Picture number three . The Union Cavalry moves in !

Picture number four . The Union Artillery fires a volley ! It was LOUD !

Picture number five ! The Union soldiers had the high ground and the Confederate soldiers can barely be seen above the heads of the crowd in the right of the last picture! The Confederates were way back next to the woods in the low ground so it was very hard to capture a decent picture of their Army ! All it all it was a fun day, the Reenactment soldiers put on a great show for the many thousands that attended the event !


----------



## Hoss (Mar 21, 2010)

Cool shots.  That would be a great photo op.  Glad you went, got the photos and shared em with us.

Hoss


----------



## marknga (Mar 21, 2010)

Great pictures! I miss those reenactments as we used to do them back in the 80's. Lot of fun and it was always rewarding to have an opportunity to teach.
Looks like a beautiful day.


----------



## wvdawg (Mar 21, 2010)

Cool shots - thanks for sharing them!


----------



## Redbow (Mar 21, 2010)

Yes it was a beautiful day for the Reenactment with highs in the upper 70's in fact I sweated as I watched the mock battle ! 

One thing that really did me good was lots of Boy Scouts were there ! I also saw many young kids dressed as Confederate Soldiers complete with toy guns in hand ! I did not see even one dressed as a Union Soldier ! One adult had a wooden replica of a double barreled shotgun that he was carrying around slung over his shoulder ! Many vendors were set up on the grounds with blacksmithing, spinning cloth on an old spinning wheel and folks cooking over open camp fires ! Women dressed in fashions of the Civil War days was interesting ! All the kids there had big smiles on their faces ! Had I been a reenactment soldier I would have had to give some of them a ride on my Horse !!!

Someone pointed out to me that the Crape Myrtle Tree in the first picture was there during the Civil War according to pictures from that time and era !!


----------



## rip18 (Mar 21, 2010)

Pretty cool stuff.  Thanks for sharing.

They had a big Revolutionary War reenactment over this way last weekend (the Battle of Guilford Courthouse).  I saw a couple of the camps & several soldiers & camp followers, but just couldn't make the time to stop & shoot.  I'm glad you went to that one.


----------



## bluebronco93 (Mar 22, 2010)

Thanks for sharing... I miss doing reenactments too.
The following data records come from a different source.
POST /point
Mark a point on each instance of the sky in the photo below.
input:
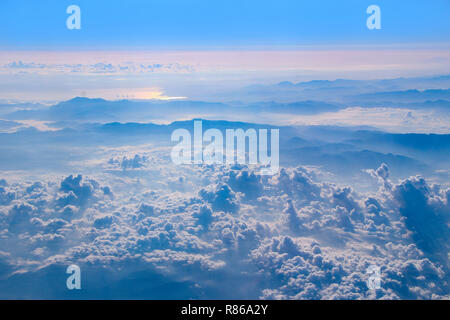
(364, 177)
(172, 49)
(202, 24)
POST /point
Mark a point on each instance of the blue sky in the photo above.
(40, 25)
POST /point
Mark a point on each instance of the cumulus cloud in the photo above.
(293, 235)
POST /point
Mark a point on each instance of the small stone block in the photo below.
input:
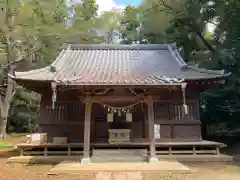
(85, 161)
(153, 160)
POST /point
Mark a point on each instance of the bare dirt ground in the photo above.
(200, 171)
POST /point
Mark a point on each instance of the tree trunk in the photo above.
(3, 128)
(5, 103)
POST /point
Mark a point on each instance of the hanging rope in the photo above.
(54, 95)
(185, 107)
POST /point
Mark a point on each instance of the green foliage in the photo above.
(24, 111)
(31, 32)
(187, 23)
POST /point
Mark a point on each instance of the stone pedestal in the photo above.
(85, 160)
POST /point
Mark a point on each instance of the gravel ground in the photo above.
(200, 171)
(204, 171)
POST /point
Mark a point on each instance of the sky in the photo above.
(107, 5)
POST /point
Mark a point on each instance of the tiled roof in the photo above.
(118, 64)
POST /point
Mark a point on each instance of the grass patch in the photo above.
(4, 145)
(18, 134)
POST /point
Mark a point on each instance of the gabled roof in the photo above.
(101, 64)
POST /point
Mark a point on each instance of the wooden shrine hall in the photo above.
(113, 97)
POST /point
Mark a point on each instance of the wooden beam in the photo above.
(152, 146)
(87, 123)
(114, 98)
(155, 98)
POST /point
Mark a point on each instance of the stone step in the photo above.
(118, 152)
(122, 158)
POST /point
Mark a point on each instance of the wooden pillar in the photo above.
(87, 124)
(151, 139)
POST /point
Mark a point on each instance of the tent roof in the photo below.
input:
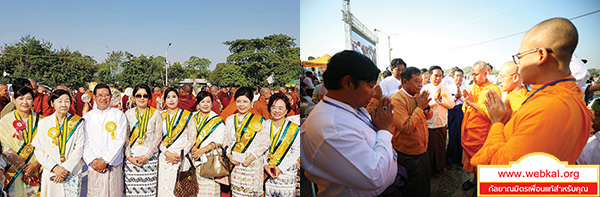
(320, 62)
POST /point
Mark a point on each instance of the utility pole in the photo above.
(167, 66)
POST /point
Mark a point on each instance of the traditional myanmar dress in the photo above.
(179, 133)
(60, 145)
(144, 135)
(209, 129)
(16, 143)
(246, 137)
(284, 152)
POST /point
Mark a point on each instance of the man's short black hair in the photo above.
(457, 70)
(408, 72)
(20, 83)
(352, 63)
(396, 62)
(100, 86)
(435, 67)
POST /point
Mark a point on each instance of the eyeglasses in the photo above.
(500, 77)
(142, 96)
(517, 57)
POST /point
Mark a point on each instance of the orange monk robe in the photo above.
(49, 110)
(232, 109)
(517, 98)
(476, 123)
(555, 121)
(261, 107)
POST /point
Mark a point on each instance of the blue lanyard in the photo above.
(549, 84)
(368, 123)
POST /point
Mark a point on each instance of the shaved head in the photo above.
(558, 34)
(509, 67)
(546, 51)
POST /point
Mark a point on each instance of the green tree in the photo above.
(176, 74)
(26, 58)
(71, 69)
(32, 58)
(258, 58)
(197, 63)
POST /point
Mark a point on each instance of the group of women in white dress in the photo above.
(255, 146)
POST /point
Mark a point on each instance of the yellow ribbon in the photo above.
(246, 131)
(54, 133)
(111, 127)
(281, 145)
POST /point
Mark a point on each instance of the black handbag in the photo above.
(186, 184)
(217, 164)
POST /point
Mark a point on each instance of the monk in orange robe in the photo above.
(261, 104)
(554, 118)
(476, 123)
(510, 83)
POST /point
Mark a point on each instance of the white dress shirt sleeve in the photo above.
(115, 146)
(347, 159)
(88, 154)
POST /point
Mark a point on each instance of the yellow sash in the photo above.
(72, 122)
(26, 150)
(246, 131)
(141, 126)
(281, 142)
(174, 126)
(206, 127)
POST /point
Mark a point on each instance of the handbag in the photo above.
(186, 184)
(217, 164)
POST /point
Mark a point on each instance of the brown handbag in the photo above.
(217, 164)
(186, 184)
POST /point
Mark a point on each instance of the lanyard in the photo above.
(368, 123)
(278, 136)
(549, 84)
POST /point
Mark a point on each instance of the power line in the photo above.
(503, 37)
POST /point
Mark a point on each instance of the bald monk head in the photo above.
(480, 71)
(546, 51)
(509, 77)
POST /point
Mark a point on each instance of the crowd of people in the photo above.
(54, 139)
(364, 138)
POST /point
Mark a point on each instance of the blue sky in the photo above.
(196, 28)
(434, 32)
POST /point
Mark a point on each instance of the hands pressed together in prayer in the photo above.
(172, 158)
(383, 113)
(272, 171)
(198, 152)
(469, 100)
(61, 173)
(438, 95)
(138, 161)
(99, 165)
(497, 110)
(31, 168)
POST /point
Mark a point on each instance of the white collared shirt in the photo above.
(343, 155)
(453, 90)
(98, 141)
(591, 152)
(389, 86)
(440, 110)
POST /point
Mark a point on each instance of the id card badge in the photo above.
(201, 160)
(239, 157)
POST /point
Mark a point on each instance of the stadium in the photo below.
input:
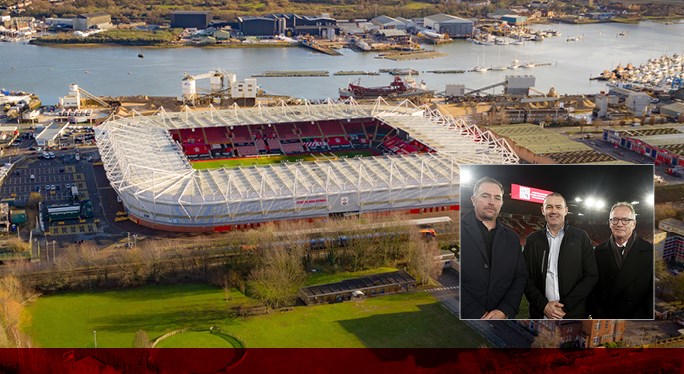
(219, 170)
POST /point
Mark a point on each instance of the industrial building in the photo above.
(96, 20)
(671, 247)
(287, 24)
(386, 22)
(190, 19)
(323, 27)
(537, 145)
(514, 19)
(147, 161)
(261, 26)
(664, 143)
(455, 27)
(580, 334)
(50, 134)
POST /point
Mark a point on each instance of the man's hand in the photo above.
(494, 314)
(554, 310)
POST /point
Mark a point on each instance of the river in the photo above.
(117, 71)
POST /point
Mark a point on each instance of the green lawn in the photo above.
(403, 320)
(194, 339)
(273, 159)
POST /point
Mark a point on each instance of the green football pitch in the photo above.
(231, 163)
(112, 318)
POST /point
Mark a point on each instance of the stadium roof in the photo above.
(150, 171)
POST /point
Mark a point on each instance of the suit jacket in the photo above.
(488, 284)
(625, 293)
(577, 272)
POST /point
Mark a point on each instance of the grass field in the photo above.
(194, 339)
(402, 320)
(274, 159)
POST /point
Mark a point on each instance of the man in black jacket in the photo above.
(561, 266)
(493, 272)
(625, 264)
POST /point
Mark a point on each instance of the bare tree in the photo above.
(421, 256)
(141, 340)
(278, 277)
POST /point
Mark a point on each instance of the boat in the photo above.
(398, 88)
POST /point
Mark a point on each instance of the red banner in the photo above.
(531, 194)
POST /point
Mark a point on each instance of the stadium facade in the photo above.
(147, 160)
I used to go to Andersonville reenactments. Now I go as a spectator. But it's really cool to see and learn the history behind them.


----------



## Milkman (Mar 22, 2010)

Great pics thanks for sharing,  2010 begins the sesquicentennial for the War Between the  States. There seems to be much renewed interest and lots of younger folk interested recently. 

Study of history is a great pastime.


----------



## squirreldoghunter (Mar 25, 2010)

Would have loved to been there and seen that! Thanks for sharing!


----------



## westcobbdog (Mar 26, 2010)

great pics, my bro in law was there and he was asked to be on the Union side...said there were a few "real" yankees from places like RI, CT,ect..said they were dissen' the South. He said it was tough listening to their music and dialects. He was sorta like a prisoner!

I had a relative who made it all the way to Bentonville and was wounded.


----------



## huntaholic (Mar 26, 2010)

COOL PICS Thanks !


----------